17.04.1998 Starachowice

     Dziś wracamy do Krakowa. To był cudowny tydzień. Cierpienie, jak nie wiadomo co, ale jednak cudowny. Znów miałem okazję widzieć, jak Kryszna pomaga mi, pokazuje tyle rzeczy. Trudno ubrać wszystko w słowa, podsumować to, czego się nauczyłem. Wiem, że zrobiłem trochę postępu duchowego. Nie tylko na samym sankirtanie, ale też u Rasanandy. To była dobra lekcja. Zobaczyłem w sobie silne pragnienie mistycznych przeżyć, mocy. Przez chwile odwróciłem się od guru i Kryszny.

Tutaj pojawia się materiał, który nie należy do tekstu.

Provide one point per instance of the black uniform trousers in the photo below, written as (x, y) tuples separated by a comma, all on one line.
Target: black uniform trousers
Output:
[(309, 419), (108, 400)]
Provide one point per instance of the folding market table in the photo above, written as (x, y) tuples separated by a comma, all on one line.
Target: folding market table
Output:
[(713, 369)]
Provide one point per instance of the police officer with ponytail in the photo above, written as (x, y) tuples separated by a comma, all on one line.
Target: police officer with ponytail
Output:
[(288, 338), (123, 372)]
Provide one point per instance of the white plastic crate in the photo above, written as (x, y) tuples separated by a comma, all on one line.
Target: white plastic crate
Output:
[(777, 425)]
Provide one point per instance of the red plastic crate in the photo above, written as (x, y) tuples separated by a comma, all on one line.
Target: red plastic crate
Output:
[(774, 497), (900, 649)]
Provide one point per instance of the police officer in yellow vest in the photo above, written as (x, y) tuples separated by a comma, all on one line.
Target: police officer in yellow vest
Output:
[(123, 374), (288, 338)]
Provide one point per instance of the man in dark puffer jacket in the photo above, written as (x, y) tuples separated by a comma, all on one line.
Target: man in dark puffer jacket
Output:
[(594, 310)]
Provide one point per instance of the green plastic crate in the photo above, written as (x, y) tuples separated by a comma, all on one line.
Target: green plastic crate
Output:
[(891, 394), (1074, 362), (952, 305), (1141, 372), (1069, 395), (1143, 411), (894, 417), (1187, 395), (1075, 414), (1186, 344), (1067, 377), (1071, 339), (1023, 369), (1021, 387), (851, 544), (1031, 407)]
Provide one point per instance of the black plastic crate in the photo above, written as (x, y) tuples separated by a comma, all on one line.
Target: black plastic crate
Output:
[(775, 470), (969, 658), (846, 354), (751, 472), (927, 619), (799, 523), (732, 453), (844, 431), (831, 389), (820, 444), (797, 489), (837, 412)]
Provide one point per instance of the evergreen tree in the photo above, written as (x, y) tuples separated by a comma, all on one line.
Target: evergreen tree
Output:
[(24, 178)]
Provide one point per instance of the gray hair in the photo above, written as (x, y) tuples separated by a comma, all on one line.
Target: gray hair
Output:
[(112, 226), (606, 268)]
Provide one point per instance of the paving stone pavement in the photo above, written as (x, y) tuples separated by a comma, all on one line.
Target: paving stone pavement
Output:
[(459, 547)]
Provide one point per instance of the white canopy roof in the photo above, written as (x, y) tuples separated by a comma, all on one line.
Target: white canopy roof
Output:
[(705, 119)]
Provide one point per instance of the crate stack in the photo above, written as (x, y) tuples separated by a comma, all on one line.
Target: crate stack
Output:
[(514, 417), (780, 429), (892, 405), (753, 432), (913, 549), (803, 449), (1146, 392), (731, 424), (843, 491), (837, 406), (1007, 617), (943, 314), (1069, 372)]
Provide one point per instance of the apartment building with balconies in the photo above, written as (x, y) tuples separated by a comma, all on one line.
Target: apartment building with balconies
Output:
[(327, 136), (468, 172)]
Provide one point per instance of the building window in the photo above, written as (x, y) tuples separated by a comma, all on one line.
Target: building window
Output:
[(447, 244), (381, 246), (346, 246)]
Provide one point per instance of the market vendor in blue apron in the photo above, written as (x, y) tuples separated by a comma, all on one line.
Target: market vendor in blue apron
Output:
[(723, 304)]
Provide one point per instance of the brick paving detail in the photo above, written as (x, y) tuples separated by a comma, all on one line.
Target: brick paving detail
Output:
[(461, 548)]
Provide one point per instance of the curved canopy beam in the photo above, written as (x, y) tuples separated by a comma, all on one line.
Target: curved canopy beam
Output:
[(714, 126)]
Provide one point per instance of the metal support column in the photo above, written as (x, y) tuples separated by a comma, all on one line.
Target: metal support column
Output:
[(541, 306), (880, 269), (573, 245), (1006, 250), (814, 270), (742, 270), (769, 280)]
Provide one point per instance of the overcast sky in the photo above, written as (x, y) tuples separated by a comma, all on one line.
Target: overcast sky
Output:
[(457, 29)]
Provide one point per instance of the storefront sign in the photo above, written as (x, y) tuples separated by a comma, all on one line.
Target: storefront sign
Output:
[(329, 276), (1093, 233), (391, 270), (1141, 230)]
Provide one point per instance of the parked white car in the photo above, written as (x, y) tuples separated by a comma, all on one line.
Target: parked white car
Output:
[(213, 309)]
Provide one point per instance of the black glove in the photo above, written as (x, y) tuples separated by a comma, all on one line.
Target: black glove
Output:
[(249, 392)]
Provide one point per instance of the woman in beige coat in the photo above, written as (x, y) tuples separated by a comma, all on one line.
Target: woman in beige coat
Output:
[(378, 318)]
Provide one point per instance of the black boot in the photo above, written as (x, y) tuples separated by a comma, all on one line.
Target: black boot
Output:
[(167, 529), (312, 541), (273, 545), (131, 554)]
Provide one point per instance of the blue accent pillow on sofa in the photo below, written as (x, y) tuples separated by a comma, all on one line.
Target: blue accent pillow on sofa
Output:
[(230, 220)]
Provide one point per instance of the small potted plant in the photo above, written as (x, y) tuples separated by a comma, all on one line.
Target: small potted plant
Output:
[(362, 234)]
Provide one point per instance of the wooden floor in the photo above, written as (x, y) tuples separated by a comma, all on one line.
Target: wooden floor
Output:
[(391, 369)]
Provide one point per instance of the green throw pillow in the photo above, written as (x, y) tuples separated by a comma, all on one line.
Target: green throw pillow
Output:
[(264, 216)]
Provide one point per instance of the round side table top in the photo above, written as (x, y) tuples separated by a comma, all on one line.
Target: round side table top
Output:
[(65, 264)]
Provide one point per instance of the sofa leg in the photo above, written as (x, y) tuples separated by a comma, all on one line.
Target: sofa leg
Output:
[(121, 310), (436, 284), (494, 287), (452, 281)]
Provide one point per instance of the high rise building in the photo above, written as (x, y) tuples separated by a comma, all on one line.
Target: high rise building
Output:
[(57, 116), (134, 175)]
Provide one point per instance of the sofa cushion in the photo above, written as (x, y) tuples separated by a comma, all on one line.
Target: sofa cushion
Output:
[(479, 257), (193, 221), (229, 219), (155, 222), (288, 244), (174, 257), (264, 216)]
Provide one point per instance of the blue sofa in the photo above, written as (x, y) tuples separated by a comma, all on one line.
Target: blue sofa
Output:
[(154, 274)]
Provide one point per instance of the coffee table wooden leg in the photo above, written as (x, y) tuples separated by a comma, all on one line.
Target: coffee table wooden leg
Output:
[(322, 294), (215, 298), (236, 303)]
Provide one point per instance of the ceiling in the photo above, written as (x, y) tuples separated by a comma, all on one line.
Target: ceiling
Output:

Później zajarzyłem i pomodliłem się do Bóstw o ochronę przed moimi własnymi, ukrytymi pragnieniami. Dziś na sankirtanie było super. Prosta służba, modlitwa, czułem się prostym bhaktą. Postrzegam te momenty zachwiania, jako ostrzeżenie. Że ciągle mam w sobie tyle niechcianych rzeczy. 
     Rasananda powiedział dziś rano coś fajnego. Że nie doceniamy naszego procesu, próbujemy go udoskonalić, zmienić, a tak naprawdę to tylko nasze brudy w sercu.
     Kiedy jechaliśmy z Kryszna Namem samochodem do świątyni śpiewaliśmy pieśni Vaisnava. Śmialiśmy się do siebie jak dzieci. Kryszna Nama powiedział wtedy, że lubi mnie takim. Też siebie takim lubię.